Keep us posted on how these beans do. I have never attempted to grow a dried bean and I am interested.
Those refried beans look delicious to me – this is another incredible sounding bean to add to my grow list. You know, you are killing me here….where on earth am I going to fit all these great varieties you keep featuring 😉
My beans seem to be having issues coming up this year – I’m seeing somewhat sporadic germination it seems. Or maybe I’m just being impatient as it’s been less than a week since I sowed them.
I love it that you make your own tortillas! I cooked white tepary beans once and didn’t really care for them. I found the texture too… creamy? Sounds nice, but I wanted more texture in my beans. Maybe I just over-cooked them. I made them with beef short ribs, which I was told on the Navajo reservation was how the “old ones” cooked them. Love Native Seed Search. They have an amazing selection of beans, chiles, corn, squash and sunflowers from the American Southwest, Mexico, and Central America. I particularly like their Mayo Blusher winter squash, which turn from white to pale pink when ripe.
I wish I could eat beans. They are so healthy and tasty. And those sound delicious. Though the bean itself seems a bit unassuming. I wonder if that is why it lost favor for a while. There are so many pretty beans. But taste means a lot as does nutrition.

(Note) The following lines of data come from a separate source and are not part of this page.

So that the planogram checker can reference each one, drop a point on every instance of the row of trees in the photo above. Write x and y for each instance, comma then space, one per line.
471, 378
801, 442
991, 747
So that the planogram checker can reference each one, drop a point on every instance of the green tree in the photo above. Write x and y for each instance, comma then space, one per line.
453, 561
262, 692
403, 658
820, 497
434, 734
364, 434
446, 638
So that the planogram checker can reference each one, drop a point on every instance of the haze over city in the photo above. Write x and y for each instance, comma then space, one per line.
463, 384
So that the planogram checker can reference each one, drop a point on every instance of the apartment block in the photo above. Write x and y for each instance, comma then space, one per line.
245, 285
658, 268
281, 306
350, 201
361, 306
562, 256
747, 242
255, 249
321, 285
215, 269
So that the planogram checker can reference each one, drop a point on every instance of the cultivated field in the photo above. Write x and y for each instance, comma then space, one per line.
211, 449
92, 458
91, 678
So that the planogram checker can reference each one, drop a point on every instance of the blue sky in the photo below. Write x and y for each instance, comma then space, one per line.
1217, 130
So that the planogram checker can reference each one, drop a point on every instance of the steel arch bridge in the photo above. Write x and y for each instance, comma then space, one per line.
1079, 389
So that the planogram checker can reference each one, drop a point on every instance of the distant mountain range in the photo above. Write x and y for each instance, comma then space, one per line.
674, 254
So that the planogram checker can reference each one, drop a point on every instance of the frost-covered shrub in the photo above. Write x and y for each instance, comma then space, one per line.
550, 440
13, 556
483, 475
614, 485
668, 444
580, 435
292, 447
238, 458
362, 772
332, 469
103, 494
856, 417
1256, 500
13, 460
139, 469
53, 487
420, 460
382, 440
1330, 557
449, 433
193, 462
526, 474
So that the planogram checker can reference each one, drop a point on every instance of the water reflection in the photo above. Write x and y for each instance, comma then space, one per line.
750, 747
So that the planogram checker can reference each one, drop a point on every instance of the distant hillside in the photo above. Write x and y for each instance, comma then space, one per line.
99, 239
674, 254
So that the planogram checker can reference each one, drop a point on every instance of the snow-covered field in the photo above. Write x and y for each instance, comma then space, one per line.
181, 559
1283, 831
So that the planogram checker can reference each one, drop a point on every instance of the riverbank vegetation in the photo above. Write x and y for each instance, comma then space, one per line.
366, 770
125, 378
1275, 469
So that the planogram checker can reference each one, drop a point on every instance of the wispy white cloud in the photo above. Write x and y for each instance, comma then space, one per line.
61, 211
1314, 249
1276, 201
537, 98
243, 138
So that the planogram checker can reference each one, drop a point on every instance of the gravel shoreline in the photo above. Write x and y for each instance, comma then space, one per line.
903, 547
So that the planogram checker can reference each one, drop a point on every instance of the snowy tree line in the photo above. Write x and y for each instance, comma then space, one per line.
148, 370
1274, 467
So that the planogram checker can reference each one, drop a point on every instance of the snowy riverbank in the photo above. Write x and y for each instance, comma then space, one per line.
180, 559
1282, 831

I’ve never heard of this variety before. It’s super-interesting. Please do let us know how your growing results go. Maybe you can start your own bean seed collective.
Photos of refried beans pretty much NEVER do them justice. 🙂 Let’s be honest, they are ugly but SO delicious. I second (or third?) the comments above – you’ve inspired me to add yet another bean to the garden in the future. I read about your reference to Rancho Gordo too late for this year’s selection but it’s bookmarked for next year.
I realize some time has gone by since this was posted BUT I finally cooked up some brown tepary beans and loved them..I soaked some of the dry beans and planted them in numerous pots….and they are coming up fast!! I can hardly wait to have my own home-grown crop of tepary beans…Wondering how they will do here in Portland,Oregon……….
Hi Rosemary, I bet they will do fine for you. They proved to be easy to grow here for sure.
I grew Tepary beans for the first time this summer and I am very impressed. I planted them in front of a large, south-facing window where the reflected sun was scorching everything in the flower bed in front of it. I solved that by erecting a trellis in front of the window and then growing Tepary beans on it. The ground there is sheltered from any winter rain by a modest roof overhang so the earth is very dry year round (no rain from May to November). Despite the hot sun and dry earth, just a good drench from a hose every week or two was all they needed to grow an incredible green bean curtain in front of that window. I did have difficulty at first with slugs eating the tender sprouts so I fashioned little tubes out of leftover window screen and put those around the baby plants until they had their second or third set of leaves. It took them a while to really get going but I think it was because at first I thought they were getting more water than they were from an adjacent drip system. As soon as I started hand watering – artificial monsoon! – they took off. Every time I water they grow a new batch of vines. Since Silicon Valley rarely gets frost before early December I am still picking dried beans while simultaneously there are new blossoms being pollinated. They are amazing plants! Tepary beans are going to be my dried bean crop from now on. I got three kinds of Tepary bean seed from Native Seeds/Search; black, white, and blue speckled San Ignacio. I look forward to trying others next year.